Subscribe to DSC Newsletter

Hadoop – the software framework which provides the necessary tools to carry out Big Data analysis – is widely used in industry and commerce for many Big Data related tasks.

It is open source, essentially meaning that it is free for anyone to use for any purpose, and can be modified for any use. While designed to be user-friendly, in its “raw” state it still needs considerable specialist knowledge to set up and run.

Because of this a large number of commercial versions have come onto the market in recent years, as vendors have created their own versions designed to be more easily used, or supplied alongside consultancy services to get you crunching through your data in no time.

These days, this is often provided in the form of “Hadoop-as-a-service” – all of the installation will actually take place within the vendors own cloud, with customers paying a subscription to access the services.

Here’s a run-down, in no particular order, of 10 of the most popular or interesting commercial Hadoop platforms on the market today.

Cloudera

One of the first commercial Hadoop offerings and still the most popular, reportedly with more installations running than any of its competitors. Cloudera also contribute Impala, which offers real-time massively parallel processing of Big Data to Hadoop.

Amazon Web Services

Open source Big Data frameworks may not be the first thing that springs to mind when you think of Amazon, but the retailer was another one of the first to offer Hadoop in the cloud as part of its Amazon Web Services package. AWS is a hosted solution integrating Hadoop with Amazon’s Elastic Cloud Compute and Simple Storage Service (S3) cloud-based data processing and storage services.

Hortonworks

Of the vendors listed here, Horton is one of the few which offer 100% open source Hadoop technology without any proprietary (non-open) modifications. They were also the first to integrate support for Apache HCatalog, which creates “metadata” – data within data – simplifying the process of sharing your data across other layers of service such as Apache Hive or Pig.

MapR

Uses some differing concepts, such as native support for UNIX file systems rather than HDFS, meaning it will be more familiar to DBAs used to working in a UNIX environment. MapR technologies is also spearheading development of the Apache Drill project, which provides advanced tools for interactive real-time querying of Big Datasets.

IBM

It might be a relative newcomer to the Hadoop ecosystem, but IBM has deep roots in the computing industry, particularly in distributed computing and data management. Its BigInsights package adds its proprietary analytics and visualization algorithms to the core Hadoop infrastructure.

Microsoft HDInsight

Engineered to run on Microsoft’s Azure cloud platform, Microsoft’s Hadoop package is based on Hortonworks’, and has the distinction of being the only big commercial Hadoop offering which runs in a Windows environment.

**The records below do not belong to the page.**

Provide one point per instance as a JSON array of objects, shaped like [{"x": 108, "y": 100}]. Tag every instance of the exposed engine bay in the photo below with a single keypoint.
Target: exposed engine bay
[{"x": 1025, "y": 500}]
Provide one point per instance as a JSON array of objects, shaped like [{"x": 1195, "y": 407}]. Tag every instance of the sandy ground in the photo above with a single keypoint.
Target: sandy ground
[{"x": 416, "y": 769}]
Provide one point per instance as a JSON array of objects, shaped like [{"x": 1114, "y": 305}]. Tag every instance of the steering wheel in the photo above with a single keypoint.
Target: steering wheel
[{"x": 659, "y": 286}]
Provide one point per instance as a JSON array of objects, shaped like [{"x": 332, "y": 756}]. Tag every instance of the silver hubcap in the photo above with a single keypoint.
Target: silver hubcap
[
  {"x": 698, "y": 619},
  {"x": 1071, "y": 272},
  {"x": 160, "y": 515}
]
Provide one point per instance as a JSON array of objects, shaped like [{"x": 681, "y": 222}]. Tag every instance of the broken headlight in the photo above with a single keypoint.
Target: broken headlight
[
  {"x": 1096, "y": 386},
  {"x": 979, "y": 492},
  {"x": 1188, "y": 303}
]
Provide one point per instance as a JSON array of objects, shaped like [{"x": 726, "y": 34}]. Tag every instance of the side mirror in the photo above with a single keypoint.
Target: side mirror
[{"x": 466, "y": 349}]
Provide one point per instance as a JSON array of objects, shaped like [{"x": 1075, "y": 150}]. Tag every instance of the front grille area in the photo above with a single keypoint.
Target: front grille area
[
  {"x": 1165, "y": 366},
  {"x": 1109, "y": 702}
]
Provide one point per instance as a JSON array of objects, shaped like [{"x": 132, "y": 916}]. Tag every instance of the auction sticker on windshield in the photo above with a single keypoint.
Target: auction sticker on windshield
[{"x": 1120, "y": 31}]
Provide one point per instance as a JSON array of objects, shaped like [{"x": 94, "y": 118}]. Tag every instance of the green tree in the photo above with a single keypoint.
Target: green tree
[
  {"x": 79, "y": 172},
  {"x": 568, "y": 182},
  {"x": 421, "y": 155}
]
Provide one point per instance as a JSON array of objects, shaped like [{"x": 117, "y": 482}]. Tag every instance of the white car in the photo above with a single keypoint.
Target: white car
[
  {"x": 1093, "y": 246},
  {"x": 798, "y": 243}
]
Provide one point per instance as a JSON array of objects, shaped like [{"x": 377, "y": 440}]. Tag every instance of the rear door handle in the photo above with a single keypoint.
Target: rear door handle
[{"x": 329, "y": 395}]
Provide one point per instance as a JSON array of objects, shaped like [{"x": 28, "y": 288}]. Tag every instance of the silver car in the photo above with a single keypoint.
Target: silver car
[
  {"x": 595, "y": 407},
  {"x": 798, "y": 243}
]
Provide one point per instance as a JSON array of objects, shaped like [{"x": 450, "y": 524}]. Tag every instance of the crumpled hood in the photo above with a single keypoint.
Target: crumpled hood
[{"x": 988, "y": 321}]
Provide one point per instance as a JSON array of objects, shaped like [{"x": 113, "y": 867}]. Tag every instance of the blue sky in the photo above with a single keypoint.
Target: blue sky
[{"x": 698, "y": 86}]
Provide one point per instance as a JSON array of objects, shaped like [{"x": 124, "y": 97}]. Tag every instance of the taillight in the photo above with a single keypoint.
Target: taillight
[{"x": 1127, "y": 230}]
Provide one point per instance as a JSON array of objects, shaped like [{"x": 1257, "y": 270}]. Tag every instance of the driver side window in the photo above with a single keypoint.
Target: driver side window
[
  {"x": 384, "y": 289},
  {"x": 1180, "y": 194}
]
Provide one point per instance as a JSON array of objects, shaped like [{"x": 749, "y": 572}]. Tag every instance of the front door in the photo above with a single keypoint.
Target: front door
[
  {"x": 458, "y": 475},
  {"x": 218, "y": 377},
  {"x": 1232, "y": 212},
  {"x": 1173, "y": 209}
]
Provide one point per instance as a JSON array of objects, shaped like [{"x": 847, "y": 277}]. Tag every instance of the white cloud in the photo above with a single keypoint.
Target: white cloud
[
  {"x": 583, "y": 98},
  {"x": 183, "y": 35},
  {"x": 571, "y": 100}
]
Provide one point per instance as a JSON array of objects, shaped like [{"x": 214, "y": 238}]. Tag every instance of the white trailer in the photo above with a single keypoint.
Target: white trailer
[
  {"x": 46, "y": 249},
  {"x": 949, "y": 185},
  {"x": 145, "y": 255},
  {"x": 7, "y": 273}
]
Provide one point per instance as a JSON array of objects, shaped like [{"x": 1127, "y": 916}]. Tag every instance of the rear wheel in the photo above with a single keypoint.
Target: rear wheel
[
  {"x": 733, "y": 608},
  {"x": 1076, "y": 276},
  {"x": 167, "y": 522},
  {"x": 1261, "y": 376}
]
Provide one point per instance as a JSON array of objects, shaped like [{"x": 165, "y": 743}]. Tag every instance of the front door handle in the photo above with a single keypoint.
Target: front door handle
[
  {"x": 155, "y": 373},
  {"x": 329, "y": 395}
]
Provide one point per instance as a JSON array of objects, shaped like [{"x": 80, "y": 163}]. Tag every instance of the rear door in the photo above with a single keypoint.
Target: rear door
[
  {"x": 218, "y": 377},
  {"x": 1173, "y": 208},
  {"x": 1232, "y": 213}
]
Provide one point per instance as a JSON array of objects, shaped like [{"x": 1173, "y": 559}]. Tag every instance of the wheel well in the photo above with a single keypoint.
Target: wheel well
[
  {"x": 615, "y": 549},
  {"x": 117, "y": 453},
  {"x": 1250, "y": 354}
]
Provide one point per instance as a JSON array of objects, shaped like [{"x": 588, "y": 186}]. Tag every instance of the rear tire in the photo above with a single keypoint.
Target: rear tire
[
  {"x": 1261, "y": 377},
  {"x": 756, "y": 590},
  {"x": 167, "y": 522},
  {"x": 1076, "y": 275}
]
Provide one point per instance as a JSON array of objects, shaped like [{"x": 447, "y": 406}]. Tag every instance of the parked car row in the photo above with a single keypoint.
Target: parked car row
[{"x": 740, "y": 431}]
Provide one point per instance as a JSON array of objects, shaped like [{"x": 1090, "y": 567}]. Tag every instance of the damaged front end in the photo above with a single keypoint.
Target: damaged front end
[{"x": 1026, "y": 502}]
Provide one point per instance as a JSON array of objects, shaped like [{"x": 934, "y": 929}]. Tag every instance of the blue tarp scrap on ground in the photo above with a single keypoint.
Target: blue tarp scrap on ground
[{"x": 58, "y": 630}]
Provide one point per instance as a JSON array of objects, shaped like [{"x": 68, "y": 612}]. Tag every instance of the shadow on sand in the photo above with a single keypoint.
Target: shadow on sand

Intel Distribution for Apache Hadoop

Another giant of the tech world which has recently turned its attention towards Hadoop. Intel’s distribution adds the company’s Graph Builder and Analytics Toolkit functions to Hadoop, and claims that security updates to the infrastructure mean that their solution offers added security for your data. 

Datastax Enterprise Analytics

Datastax offers its own distribution of the Apache Cassandra database management system on top of its Hadoop installation. It also includes custom proprietary systems to handle security, search, dashboard and visualization. Customers include Netflix, where it powers the recommendation engine by analyzing over 10 million data points every second!

Teradata Enterprise Access for Hadoop

Teradata offer hardware and software for implementing Big Data solutions, as well as their own Hadoop package, which is also based on the Hortonworks distribution. Proprietary technology supplied alongside the open source components include their QueryGrid analytics engine and Viewpoint dashboard.

Pivotal HD

Pivotal was formed as a joint venture between storage system provider EMC and virtualization specialists VMware. Pivotal HD (Hadoop Distribution) forms part of the company’s Big Data Suite, which also includes database tools Greenplum and analytics platform Gemfire. Customers include China’s national rail operator, China Railway – sorting out the logistics for rail journeys for 3.5 billion passengers certainly qualifies as Big Data!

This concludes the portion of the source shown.